Honoring the Spirit of Ramadan

Over the years, I’ve participated in other periods of reflection, but I’ve never had them coincide with the thought power of over 1.3 billion other people.  That’s a strong wave of intention!

As the holy month for Muslims begin, my intent is to also begin a month of purification and reflection. I think such periods, regardless of one’s religion or philosophical background offer much to assist on our spiritual path.

“The act of fasting is said to redirect the heart away from worldly activities, its purpose being to cleanse the inner soul and free it from harm.”

My American Muslim friend Marcie used to tell me that this month for her was a very powerful way of connecting in with the spirit of charity.  In her tradition, this month encourages people to be more generous and kind to each other.  People tend to slow down and ‘tune in’ to use a modern phrase.

“Muslims all around the world will abstain from food and drink, through fasting, from dawn to sunset. At sunset, the family will gather the fast-breaking meal known as Iftar.

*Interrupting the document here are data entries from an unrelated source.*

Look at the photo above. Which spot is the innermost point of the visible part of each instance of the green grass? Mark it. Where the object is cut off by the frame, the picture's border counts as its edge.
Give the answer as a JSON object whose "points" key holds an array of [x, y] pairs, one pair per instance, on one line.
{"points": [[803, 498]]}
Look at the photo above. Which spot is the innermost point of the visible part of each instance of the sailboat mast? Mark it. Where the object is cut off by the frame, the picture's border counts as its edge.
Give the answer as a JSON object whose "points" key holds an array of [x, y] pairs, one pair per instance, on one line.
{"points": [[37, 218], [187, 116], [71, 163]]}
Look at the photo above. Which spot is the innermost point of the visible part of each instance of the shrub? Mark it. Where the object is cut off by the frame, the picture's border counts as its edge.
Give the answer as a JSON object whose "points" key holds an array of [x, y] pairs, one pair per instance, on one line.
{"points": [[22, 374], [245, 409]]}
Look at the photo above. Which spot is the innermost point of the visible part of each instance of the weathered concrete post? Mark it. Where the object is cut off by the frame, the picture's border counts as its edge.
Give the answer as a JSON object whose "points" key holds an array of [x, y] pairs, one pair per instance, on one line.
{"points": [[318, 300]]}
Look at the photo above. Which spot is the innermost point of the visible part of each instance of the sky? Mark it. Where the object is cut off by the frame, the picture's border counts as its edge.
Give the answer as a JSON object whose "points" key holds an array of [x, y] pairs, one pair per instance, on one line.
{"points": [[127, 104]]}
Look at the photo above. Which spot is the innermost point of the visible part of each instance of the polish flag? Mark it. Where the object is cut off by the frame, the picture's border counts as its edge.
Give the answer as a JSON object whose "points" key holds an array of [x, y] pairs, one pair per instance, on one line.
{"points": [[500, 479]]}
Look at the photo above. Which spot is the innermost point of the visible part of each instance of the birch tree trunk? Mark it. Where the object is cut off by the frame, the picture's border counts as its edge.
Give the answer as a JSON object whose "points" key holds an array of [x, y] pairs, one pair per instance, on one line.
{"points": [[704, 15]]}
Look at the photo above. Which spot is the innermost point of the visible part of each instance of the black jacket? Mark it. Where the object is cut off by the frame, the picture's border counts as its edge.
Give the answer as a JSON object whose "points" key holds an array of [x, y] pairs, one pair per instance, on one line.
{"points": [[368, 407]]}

Most markets close down during evening prayers and the Iftar meal, but then re-open and stay open for a good part of the night. Muslims can be seen shopping, eating, spending time with their friends and family during the evening hours. In many Muslim countries, this can last late into the evening, to early morning. However, if they try to attend to business as usual, it can become a time of personal trials, fasting without coffee or water.”

As Marcie used to say, that time of personal trial was the one of most inner growth.  I will attempt to fast as much as I am able to (I tend to run hypoglycemic, so I can’t participate fully), but in the spirit of Ramadan, I endeavor to slow down a bit and embrace humanity and all its wonderful diversity.